Alt yazıya alışmışken başka bir dil çıkıyor diyor pilot grup gözlem ekibi. Hayır, hayır, başka bir dil değil o. Rumca sadece. Alıştığın yere değil, genel kareye bak demeye çalışıyoruz ama kafalara montaj yapılmış adeta. Başka dil değil o, o bir his. Sonuçta, Kafka’nın yarattığı hisler, hangi dilde olursa olsun, benzerdir. 
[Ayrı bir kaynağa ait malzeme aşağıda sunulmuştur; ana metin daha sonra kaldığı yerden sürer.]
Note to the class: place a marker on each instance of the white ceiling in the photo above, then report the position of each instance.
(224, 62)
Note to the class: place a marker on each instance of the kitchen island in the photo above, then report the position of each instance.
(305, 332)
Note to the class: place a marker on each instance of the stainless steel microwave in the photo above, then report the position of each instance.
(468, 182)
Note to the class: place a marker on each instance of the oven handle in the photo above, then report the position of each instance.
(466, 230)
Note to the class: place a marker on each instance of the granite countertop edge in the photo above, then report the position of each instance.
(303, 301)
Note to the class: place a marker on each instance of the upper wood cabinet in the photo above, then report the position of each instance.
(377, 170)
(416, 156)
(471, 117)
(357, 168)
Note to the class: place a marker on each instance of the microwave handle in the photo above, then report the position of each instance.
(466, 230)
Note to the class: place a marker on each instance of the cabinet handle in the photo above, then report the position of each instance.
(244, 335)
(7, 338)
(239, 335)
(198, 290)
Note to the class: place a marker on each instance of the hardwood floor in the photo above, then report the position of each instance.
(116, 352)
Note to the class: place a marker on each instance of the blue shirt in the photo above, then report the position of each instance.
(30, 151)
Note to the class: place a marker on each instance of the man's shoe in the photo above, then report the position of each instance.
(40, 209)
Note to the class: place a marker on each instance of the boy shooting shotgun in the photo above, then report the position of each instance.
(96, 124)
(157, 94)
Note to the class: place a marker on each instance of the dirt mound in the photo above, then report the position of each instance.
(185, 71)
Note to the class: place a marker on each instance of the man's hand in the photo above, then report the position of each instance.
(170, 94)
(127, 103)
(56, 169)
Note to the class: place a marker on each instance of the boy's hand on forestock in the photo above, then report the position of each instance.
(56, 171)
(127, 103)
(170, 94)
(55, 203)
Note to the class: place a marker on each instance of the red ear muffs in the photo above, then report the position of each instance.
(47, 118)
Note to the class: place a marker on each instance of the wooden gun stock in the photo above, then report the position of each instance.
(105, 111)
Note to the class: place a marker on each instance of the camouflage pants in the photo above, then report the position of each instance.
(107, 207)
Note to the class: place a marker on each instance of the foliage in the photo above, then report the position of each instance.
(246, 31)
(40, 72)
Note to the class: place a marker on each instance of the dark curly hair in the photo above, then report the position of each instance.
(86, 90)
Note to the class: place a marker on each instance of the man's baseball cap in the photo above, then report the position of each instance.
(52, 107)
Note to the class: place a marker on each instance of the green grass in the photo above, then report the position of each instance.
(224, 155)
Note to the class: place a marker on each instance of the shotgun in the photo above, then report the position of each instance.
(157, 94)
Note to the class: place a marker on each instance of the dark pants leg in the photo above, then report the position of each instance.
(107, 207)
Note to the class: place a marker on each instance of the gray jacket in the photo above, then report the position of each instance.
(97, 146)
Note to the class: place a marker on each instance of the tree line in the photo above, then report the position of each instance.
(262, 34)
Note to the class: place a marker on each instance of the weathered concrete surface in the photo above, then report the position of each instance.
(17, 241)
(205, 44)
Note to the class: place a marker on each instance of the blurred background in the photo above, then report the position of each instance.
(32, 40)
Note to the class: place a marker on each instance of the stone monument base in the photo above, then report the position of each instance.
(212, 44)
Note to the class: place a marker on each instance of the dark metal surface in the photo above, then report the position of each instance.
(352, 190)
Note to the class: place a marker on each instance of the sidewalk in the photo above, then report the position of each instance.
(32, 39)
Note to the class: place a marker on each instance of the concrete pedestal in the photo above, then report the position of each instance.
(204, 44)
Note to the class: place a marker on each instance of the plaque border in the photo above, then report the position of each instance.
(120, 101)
-“Yağmurlar içindeydi Prag, bir gölün dibinde gümüş kakma bir sandıktı, kapağını açtım. İçinde genç bir kadın uyuyor.” Franz Kafka


Hava güneşliyken birden yağmur bastırdı. Kafka’nın evindeyiz. Kafka’nın melankolisi içimize işledi... aynen dışarda yağan yağmurdan ıslananların içine işlediği gibi. Tuna nehri hızla kayıyor. Turist gemileri acilen kenara çekilmek zorunda. Nehirde yüzen bir ev. İnsanlar koşuşturuyor. Yağmur sıkmış. Lensin arkasında güneş yavaş yavaş çıkmaya başladı. Tuna parlamaya başlıyor. Şehrin heykelleri nemli. Sokaklar sanki nehirde sallanıyor. Arınıyor Prag, o bunaltıcı sıcak bir “ağlama” ile sakinleşiyor. Bernardo Sassetti’nin piyano sonatı çalıyor arkada, ağlamanın ne kadar iyi geldiğini bize hissettirmeye çalışırcasına. Üzgünüz çok, Prag’ı bırakmak istemiyoruz. Dönmek istemiyoruz Kıbrıs milliyetçiliği kisvesi altındaki ırkçılığa bulanmış hisler değil istediklerimiz. Dünyaya bağlanmak istiyoruz. Ama öyle sadece teknoloji yoluyla değil; İtalyan komşumuzun Yunan tavernasının olduğu, Prag’dan gelen caz grubunun Türkü barın yanındaki kahvede çaldığı bir yerde yaşamak istiyoruz. Daha dünyalı olmak...
Ofislerde insanlar beliriyor. İşe geri dönme vakti. Evden uzaklaşıyoruz ve kapı kapanıyor. Dönüyoruz Kıbrıs’ın misafirperver insanlarına.